Capture Ratio and measurement overhead

For performance monitoring applications, we often want to know the process related information, but collecting it from /proc is very expensive compared to collecting other performance data, and the amount of work increases as the number of processes increases.

The capture ratio is defined as the amount of CPU time that is gathered by looking at process data versus the total systemwide CPU used. The difference is made up by processes that stop during the intervals between measurements. Since short lived processes may start and stop between measurements, and we don't know whether a process stopped immediately before a measurement or just after a measurement, there is always an error in sampled process measures. The error is reduced by using a short measurement interval, but that increases overhead. Bypassing the /proc interface, and reading process data directly from the kernel is very implementation dependent but is used by BMC's PATROL® for Unix - Perform & Predict data collector, so that they can collect process data efficiently on large systems at high data rates.

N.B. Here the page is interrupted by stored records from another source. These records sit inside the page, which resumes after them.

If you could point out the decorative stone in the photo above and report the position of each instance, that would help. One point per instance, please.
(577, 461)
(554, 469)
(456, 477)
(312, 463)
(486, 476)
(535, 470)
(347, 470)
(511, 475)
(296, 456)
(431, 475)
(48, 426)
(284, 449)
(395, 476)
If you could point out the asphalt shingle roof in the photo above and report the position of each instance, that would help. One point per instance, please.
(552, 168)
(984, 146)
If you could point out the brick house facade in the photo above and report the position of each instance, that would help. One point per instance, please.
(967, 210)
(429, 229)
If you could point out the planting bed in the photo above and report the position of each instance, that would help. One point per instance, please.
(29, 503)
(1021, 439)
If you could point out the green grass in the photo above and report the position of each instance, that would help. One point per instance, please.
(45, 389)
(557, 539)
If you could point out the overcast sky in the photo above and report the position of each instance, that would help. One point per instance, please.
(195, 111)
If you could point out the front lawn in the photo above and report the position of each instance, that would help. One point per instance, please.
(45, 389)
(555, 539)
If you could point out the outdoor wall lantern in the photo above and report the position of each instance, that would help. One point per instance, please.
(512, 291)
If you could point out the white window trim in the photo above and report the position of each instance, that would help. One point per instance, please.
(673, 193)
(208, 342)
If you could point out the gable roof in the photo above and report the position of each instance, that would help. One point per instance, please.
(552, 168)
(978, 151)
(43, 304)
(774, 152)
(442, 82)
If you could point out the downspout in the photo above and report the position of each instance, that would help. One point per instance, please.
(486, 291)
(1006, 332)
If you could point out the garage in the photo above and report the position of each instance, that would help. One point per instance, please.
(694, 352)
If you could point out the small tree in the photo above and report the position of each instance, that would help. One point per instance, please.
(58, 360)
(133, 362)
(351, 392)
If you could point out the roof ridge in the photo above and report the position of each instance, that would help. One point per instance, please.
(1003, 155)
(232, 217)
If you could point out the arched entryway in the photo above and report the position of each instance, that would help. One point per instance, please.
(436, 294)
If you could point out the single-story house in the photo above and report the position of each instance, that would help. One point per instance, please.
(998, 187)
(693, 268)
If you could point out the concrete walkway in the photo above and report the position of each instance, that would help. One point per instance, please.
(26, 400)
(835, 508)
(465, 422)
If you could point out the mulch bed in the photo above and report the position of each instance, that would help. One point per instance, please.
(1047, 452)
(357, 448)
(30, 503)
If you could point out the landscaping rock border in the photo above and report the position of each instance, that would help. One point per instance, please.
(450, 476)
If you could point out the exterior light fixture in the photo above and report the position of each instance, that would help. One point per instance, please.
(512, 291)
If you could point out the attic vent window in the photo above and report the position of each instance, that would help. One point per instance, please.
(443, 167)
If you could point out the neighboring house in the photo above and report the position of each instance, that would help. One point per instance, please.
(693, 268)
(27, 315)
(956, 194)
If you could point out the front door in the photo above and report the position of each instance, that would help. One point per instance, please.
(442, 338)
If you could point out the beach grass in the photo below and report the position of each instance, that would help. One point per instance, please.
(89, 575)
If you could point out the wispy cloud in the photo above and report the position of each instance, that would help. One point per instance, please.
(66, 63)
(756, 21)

By watching traditional SysV accounting records that fall between measures, some heuristics can be used to improve the capture ratio. However the SysV accounting record does not include the process id, so this is an inexact technique. The Teamquest® View and Model data collector uses this trick.

With extended accounting, we can use wracct to force a record of all current processes to be written to the accounting file, along with the processes that terminate. This gives us a perfect capture ratio, even at infrequent measurement intervals, so the overhead of process data collection is extremely low.

There is no need for a performance collection agent, a cron script can invoke wracct at the desired measurement interval. Another cron script can use acctadm to switch logs to a new file and process locally or ship the old file to a central location as required.

That in a nutshell is why extended accounting is interesting, very good quality data, perfect capture ratio and very low measurement overhead.

Partial and Interval accounting records

Traditional accounting generates a record only when the process terminates. The current process data from ps contains different information so its not possible to keep the two in sync. Extended accounting includes the wracct command that forces an accounting record to be generated for a process or task. The partial record is tagged differently as shown below, but contains the same information.


106 group-proc-partial [group of 35 object(s)]
1000 pid 664
...


For a process, partial records provide the total resource usage since process creation. For a task, an additional option allows for resource usage over the interval since the previous record was written.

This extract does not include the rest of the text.